Could Jesus been a lunatic? Could some who was mentally unbalanced perform miracles or heal those who were enfirmed? Could he had preached coherently and clearly? Could he had stood toe to toe with the greatest minds of the area tricking them with the same questions he sought to trick him with. No, these are not actions of someone who is lunatic. Jesus knew who he was, God, and knew his Mission. With this in mind, everything he did was planned accordingly.
This leaves the fact that Jesus must be the Lord. He must be whom he says he is. The Father and I are one. He is God who has as we heard in today’s Gospel, the power to lay his life down and to raise it up again.

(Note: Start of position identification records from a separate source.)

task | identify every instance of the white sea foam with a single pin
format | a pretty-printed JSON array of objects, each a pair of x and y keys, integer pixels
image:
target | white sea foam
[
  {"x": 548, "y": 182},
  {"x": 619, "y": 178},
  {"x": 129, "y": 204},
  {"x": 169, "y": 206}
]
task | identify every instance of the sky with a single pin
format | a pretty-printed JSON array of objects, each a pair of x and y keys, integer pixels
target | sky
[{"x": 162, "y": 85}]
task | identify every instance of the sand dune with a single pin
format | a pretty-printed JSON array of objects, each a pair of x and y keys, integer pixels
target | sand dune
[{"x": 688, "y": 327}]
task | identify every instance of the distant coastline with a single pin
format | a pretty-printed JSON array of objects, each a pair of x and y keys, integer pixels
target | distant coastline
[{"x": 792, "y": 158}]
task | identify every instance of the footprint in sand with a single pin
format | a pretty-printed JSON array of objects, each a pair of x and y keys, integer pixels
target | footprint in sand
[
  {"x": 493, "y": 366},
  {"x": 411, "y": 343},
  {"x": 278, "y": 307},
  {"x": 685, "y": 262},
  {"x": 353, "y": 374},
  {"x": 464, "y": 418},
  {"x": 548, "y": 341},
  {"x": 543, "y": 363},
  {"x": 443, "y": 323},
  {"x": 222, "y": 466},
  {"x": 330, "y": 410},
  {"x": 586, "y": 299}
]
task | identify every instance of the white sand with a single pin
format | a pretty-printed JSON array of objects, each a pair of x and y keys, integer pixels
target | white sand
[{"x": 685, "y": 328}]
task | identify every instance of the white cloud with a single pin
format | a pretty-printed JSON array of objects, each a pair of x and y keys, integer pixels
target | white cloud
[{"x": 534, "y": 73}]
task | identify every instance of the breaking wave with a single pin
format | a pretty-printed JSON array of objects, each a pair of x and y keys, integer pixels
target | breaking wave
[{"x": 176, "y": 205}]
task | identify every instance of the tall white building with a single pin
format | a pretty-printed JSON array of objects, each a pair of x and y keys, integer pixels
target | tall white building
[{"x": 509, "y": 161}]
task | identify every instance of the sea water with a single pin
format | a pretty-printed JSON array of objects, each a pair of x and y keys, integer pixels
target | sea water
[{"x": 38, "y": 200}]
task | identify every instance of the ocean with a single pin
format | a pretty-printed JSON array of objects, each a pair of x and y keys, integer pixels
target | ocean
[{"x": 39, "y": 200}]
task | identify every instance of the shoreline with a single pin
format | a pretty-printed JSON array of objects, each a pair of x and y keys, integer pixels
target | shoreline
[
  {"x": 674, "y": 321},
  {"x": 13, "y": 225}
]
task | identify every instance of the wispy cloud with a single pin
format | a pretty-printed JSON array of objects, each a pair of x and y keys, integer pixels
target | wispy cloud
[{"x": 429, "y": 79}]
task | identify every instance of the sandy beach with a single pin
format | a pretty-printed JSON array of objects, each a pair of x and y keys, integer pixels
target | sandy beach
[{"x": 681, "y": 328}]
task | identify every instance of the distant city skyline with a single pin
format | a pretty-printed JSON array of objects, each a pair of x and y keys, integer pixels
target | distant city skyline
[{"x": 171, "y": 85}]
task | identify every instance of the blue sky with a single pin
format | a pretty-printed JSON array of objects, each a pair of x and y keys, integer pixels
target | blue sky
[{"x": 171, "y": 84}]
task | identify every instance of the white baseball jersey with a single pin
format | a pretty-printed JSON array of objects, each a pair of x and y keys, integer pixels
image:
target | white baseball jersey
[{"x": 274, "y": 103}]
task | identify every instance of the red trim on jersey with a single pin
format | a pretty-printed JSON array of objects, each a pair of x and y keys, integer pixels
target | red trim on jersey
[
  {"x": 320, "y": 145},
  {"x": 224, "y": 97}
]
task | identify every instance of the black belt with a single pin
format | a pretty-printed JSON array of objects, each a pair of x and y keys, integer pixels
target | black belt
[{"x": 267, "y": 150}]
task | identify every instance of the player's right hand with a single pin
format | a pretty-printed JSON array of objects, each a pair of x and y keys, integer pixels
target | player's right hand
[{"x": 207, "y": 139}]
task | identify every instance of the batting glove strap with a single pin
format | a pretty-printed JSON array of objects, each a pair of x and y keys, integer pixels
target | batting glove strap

Finally, many will say that Christianity is one option among many. They will say that it doesn’t matter if you are Jewish, Muslim, or Hindu. We just all need to coexist. have you seen the bumper stickers? Truly, we need to respect other religions and recognize that there are some truth in them, but always remember that Jesus is the way, the truth, and the life, and that no one can come to the Father except through Him. Remember the words from today’s first reading. “There is no salvation through anyone else, nor is there any other name under heaven given to the human race by which we are to be saved.”
This is the biggest reason for Christianity: the promise of eternal life. Everything in our culture is about extending our comfort and pleasure on this earth. This can be a major distraction so that our youth, friends, or even ourselves will stop thinking about the reality that death will come. What will be next? For us, who are disciples of JesusChrist, we see hope for an eternal life, because Jesus, who is the Lord and proves it though his rising from the dead, has said - if you believe in me you will have eternal life. This for what I have come.
So whether one is Jewish, Hindu, or Muslim, they will experience eternal life only through the cross of Jesus Christ. They might discover this upon their death that thetruth they have sought after is the one called the Christ. But, they will pass into eternity only through Jesus Christ.
So my friends when the moment comes where you are asked are you a Christian or do you believe in Jesus Christ? What will be your answer? You answer with how you live your life now!